Since the flow of water through gap junction channels generates a gradient in hydrostatic pressure, which we now know is regulated by a complex dual feedback system (Figure 1D), that is designed to maintain a constant pressure gradient so that water is actively removed from the lens core [26], thereby preserving the GRIN and thereby maintaining the optical properties of the lens [114]. While current studies into the regulation of this pressure gradient to date have focused on the modulation of the Na+/K+ ATPase activity which generates the circulating ion fluxes that drive the microcirculation, we would predict from our model that parallel changes to the water permeability of DF cells at the lens surface would also be required to maintain a constant internal hydrostatic pressure in response to changes in Na+ pump rate. Interestingly, an emerging synergy between TRPV4 channels and AQP water channels is emerging in other cell types [115,116,117]. Thus, it is interesting to speculate that TRPV1/4 channel activation in response to changes in hydrostatic pressure may provide a link between changes in Na+/K+ ATPase activity, the modulation of water permeability in peripheral fiber cells, and the dynamic maintenance of the optical properties of the lens. Thus it would appear that the observed dynamic insertion of AQP5 into the membrane of DF cells in response to lens organ culture [101] may be in response to changes in the hydrostatic pressure gradient that are sensed by TRP channels that, in turn, activate signaling pathways that alter both ion transport and water permeability in parallel to ensure the optical properties of the lens remain constant.
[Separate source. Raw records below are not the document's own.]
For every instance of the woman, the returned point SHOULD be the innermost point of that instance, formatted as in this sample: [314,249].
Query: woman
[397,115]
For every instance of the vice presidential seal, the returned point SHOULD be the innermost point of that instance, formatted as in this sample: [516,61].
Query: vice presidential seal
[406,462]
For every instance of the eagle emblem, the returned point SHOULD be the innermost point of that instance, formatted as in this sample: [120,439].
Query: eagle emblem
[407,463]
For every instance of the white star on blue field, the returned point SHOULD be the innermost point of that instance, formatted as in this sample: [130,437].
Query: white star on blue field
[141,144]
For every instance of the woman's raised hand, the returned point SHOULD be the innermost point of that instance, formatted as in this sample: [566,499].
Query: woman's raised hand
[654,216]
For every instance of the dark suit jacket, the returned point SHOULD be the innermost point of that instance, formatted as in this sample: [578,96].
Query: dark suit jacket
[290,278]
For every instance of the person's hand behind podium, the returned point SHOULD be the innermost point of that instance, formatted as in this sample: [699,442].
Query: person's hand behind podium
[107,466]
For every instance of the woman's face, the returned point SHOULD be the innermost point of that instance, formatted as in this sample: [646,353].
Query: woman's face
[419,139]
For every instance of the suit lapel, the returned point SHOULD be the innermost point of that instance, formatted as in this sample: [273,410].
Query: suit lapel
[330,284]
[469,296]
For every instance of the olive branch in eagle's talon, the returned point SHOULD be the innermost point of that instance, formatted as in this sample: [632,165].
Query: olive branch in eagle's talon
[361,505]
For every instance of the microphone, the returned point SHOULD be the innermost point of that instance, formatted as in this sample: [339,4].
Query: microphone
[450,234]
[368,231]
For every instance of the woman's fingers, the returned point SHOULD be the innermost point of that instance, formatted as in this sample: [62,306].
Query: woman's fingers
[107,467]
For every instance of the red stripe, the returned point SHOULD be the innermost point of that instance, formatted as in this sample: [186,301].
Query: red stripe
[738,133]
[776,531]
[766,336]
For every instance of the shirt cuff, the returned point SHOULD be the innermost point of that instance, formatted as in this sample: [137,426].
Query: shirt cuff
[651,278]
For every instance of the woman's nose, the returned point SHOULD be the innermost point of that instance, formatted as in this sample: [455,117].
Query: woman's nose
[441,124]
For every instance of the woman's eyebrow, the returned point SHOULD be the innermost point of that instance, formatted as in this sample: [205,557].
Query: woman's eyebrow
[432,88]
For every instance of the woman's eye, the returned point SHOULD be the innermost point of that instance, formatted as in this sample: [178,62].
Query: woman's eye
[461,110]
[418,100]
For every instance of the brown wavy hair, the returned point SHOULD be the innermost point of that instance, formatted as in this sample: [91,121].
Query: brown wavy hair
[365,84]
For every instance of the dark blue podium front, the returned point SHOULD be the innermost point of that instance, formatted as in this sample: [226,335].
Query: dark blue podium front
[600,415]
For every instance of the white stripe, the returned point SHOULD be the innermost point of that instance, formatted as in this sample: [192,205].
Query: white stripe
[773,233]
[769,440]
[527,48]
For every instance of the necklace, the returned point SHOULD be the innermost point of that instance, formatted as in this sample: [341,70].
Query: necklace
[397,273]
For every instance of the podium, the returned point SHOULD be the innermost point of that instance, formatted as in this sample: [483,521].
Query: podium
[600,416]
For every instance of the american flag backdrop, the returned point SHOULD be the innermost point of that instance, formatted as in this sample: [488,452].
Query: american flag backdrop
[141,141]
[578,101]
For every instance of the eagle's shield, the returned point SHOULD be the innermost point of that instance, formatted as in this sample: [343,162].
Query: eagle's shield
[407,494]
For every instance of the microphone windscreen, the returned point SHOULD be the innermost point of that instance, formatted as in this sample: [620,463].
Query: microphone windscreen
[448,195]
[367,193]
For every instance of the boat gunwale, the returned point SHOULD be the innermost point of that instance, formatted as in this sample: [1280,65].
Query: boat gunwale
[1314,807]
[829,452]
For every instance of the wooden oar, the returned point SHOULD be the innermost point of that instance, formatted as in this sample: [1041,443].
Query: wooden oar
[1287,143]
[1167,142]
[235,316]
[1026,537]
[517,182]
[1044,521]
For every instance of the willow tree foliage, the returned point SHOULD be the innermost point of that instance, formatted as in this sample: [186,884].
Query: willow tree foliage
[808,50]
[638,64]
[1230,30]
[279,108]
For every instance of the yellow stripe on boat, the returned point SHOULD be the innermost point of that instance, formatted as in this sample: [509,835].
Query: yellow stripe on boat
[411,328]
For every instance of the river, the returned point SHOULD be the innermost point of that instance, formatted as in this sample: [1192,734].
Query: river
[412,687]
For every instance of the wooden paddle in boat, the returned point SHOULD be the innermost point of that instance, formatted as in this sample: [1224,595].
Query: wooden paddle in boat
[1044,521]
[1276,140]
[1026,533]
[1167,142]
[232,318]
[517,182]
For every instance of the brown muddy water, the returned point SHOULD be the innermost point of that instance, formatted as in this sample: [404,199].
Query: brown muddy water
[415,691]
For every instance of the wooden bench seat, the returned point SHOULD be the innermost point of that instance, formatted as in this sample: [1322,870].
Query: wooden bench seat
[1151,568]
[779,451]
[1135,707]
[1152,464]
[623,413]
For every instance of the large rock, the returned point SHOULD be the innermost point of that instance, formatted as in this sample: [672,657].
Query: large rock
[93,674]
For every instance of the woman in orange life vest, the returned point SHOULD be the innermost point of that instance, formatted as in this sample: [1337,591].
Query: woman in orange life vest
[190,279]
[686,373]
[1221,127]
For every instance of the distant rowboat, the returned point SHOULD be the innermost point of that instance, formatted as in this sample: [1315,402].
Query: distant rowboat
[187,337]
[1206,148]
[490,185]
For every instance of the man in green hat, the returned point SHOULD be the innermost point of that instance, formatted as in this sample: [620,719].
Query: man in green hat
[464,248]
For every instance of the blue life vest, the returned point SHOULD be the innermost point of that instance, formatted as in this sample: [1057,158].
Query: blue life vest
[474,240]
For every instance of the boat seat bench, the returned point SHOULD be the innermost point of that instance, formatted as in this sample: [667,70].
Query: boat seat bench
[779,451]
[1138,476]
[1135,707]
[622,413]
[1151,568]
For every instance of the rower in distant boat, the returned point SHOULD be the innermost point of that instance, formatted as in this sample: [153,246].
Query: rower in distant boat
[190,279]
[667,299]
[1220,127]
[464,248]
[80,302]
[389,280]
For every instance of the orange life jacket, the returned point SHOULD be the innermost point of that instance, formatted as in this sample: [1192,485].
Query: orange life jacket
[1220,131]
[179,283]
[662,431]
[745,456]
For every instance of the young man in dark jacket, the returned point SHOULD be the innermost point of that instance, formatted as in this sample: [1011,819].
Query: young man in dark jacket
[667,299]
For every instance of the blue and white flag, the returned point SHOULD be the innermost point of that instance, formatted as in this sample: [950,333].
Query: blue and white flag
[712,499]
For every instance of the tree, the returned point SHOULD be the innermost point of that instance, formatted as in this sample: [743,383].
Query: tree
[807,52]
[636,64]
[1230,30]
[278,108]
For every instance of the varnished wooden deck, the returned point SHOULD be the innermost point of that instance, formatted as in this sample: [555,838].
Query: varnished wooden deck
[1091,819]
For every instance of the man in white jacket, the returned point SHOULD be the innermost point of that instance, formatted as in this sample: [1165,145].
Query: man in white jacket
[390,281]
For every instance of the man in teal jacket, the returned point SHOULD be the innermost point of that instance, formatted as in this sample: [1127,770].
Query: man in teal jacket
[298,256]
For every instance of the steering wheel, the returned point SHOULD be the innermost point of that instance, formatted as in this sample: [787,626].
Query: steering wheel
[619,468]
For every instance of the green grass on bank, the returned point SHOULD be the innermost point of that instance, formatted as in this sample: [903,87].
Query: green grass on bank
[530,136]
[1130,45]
Hall and Mathias [118] describe the AQP0 puzzle wherein they show that the high abundance of lenticular AQP0 is more than sufficient for accommodating fluid circulation in the lens such that a 50% reduction in permeability in AQP0+/− lenses has no effect on hydrostatic pressure. The puzzle, therefore, is what is the role for water permeability and what are the other functions for AQP0? What is the role for AQP5 under these conditions?

Our current model while suggesting specific functions for the AQPs in the different regions of the lens does not capture how these functions change with advancing age. Hence one major unanswered question to emerge from our model is how do the observed age-related modifications to lens AQPs impact on their function? It is possible that the age-dependent modification of AQPs could contribute to the development of the barrier to intracellular diffusion in the inner cortical region of the lens observed in middle age, the formation of which has been implicated in the presbyopia and cataract formation. Obviously, these are all important questions for future study and our working model can serve as a tool to highlight not only that regional differences in AQP functionality exist but also how changes in AQP function can influence the overall structure and function of the lens.

8. Conclusions

In conclusion, lens AQPs play critical roles in lens development and homeostasis. With diverse functional properties such as water permeability, cell adhesion and structurally as a membrane anchor for cytoskeletal proteins, loss of AQPs due to mutation or age-related modification results in lens dysfunction. Furthermore, the existence of a dynamic, regulated microcirculation system that can alter lens optical performance is both exciting and far reaching, providing opportunities to study the regulation of lens water transport in more detail at the cellular and molecular levels. The roles of all lenticular AQPs in the lens microcirculation system require further investigation to more clearly elucidate their relative contributions in the different regions of the lens to overall function in both the normal and cataractous lens.